人気作家ですが、これまで敬遠してきました。それというのも、たまたま見た書評でディスられていたことが、どこか頭の隅に残っていたからです。
たまたま連休でU-Nextで『カササギ殺人事件』エピソード1〜6話を見て、あまりの面白さに驚いて、早速図書館に行って、『ヨルガオ殺人事件』を探し出して読み始めました。この物語は『カササギ』の続編にあたり、ヒロイン役のスーザン・ライランドがクレタ島のホテル経営で四苦八苦しているところから始まります。カササギ同様に、この物語も作中作『愚行の代償』がフィーチャーされており、そこに名探偵アティカス・ピュントが登場してきて、難事件を解決に導きますが、それが8年前の殺人事件と同期しながら、それがそのまま現在の失踪事件につながっていくという、『カササギ』の構成をそのままなぞらえてストーリーは進みます。
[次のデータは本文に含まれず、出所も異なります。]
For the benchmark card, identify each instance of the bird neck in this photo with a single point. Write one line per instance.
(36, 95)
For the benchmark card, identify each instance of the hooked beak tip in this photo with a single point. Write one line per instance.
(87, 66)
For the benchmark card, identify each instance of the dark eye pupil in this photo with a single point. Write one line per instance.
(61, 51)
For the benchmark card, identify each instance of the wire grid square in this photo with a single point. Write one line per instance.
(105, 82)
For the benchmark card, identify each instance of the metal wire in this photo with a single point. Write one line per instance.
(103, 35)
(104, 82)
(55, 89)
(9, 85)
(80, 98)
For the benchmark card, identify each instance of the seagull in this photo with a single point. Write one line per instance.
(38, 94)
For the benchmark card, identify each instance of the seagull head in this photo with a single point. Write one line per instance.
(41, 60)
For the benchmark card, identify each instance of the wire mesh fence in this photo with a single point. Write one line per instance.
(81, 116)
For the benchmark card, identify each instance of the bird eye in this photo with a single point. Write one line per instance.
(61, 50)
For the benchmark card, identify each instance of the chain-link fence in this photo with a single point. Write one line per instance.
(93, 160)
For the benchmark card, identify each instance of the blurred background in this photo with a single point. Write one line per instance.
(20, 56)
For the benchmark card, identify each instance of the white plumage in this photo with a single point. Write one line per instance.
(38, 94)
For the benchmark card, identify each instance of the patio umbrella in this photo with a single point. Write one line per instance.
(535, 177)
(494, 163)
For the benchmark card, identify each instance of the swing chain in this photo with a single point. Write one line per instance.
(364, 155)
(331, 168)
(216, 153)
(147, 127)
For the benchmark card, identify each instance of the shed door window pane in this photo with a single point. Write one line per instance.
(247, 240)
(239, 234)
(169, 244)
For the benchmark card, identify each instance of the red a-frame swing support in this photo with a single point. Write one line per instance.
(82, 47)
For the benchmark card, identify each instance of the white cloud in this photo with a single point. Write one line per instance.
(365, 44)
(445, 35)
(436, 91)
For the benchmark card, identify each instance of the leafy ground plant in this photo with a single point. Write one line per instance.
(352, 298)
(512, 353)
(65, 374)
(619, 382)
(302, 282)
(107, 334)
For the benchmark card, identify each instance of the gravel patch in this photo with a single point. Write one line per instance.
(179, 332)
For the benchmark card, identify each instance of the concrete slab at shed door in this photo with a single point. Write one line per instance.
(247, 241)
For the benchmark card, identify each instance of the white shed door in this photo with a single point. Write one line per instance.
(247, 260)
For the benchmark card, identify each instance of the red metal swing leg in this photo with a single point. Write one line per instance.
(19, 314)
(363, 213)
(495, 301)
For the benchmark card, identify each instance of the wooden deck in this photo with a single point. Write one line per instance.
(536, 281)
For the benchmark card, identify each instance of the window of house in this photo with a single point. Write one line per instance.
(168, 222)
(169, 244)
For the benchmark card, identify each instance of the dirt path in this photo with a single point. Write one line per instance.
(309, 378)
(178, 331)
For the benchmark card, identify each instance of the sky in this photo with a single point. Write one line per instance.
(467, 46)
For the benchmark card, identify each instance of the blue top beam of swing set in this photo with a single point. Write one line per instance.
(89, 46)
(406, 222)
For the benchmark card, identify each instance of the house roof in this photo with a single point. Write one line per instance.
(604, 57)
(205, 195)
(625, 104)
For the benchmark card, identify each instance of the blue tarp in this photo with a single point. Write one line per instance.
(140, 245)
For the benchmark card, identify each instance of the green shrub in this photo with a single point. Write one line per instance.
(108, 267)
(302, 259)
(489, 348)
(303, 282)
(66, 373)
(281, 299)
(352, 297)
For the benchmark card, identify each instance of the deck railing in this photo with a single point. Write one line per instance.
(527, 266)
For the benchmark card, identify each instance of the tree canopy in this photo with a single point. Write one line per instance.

現在と過去、物語と現実世界という四つの時系列を行き交いしながら、幾重にも絡まった謎を解きほぐしていきます。よくもまあ、このような展開を考えつくものだと舌を巻きますが、『ヨルガオ』は単なる続編としてではなく、独立した作品としても大変素晴らしいものに仕上げっています。上下二巻と大作ですが、そこはそれ、作中作ふくめて二つの推理小説を愉しんでいると思えば、決して長くはありません。あらためて再確認したことですが、他人の書評ほどアテにならないものはありません。これからは、自分の直感で選んでいこうと思います。